Der Begriff "Autobiografie", der dafür ein wenig blauäugig übernommen wurde, hat dabei durchaus eine Berechtigung, denn für Natascha Kampusch ist es entscheidend, ihre eigene Geschichte dieser Ereignisse schreiben zu können - wie viel auch immer Medienberater und Ghostwriter, Therapeuten und Freunde dazu beigetragen haben mögen.

Das Drehbuch zu 3096 Tage entstand ebenfalls in engem Kontakt mit Natascha Kampusch, die Bernd Eichinger für ausführliche Gespräche zur Verfügung stand, bevor das Fragment nach seinem überraschenden Tod 2011 von Ruth Toma fertiggestellt wurde. An einigen Stellen geht der Film über die bisher geläufigen Tatsachen hinaus, vor allem in der Darstellung der sexuellen Beziehung zwischen dem Entführer Wolfgang Priklopil und dem Mädchen, zu dessen unumschränktem Herrscher er sich machte.

Dass diese wenigen, vorsichtig inszenierten Stellen aber auch nichts Wesentliches zur Deutung dieses Langzeitverbrechens beitragen, liegt an der Perspektive, mit der Sherry Horman und Kameramann Michael Ballhaus an die Sache herangingen: Der Film versucht, zugleich diskret und verallgemeinerbar zu sein.

Das führt an manchen Stellen zu genauen Beobachtungen und überzeugenden filmischen Verdichtungen.

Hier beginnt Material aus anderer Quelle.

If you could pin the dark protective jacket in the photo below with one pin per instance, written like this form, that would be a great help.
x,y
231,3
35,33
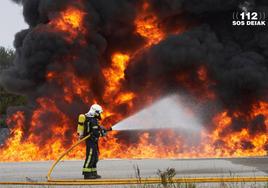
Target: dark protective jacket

So gelingt es etwa, die zunehmende körperliche Intimität, die Priklopil sich herausnahm (oder die er sich allmählich traute), durch den jeweils unterschiedlichen Gebrauch eines Plastikbandes zu charakterisieren, das er benützte, um Natascha Kampusch buchstäblich an sich zu fesseln. In der zweiten dieser Szenen bringt Priklopil durch die Fessel das Mädchen für sich gleichsam "in Stellung" - der eigentliche Akt muss dann nicht mehr im Detail und schon gar nicht ausführlich gezeigt werden. Das ist eine klassisch filmische Erzählweise, die aus Kleinigkeiten das Ganze erschließt, und einer voyeuristischen Sichtweise entgegenwirkt.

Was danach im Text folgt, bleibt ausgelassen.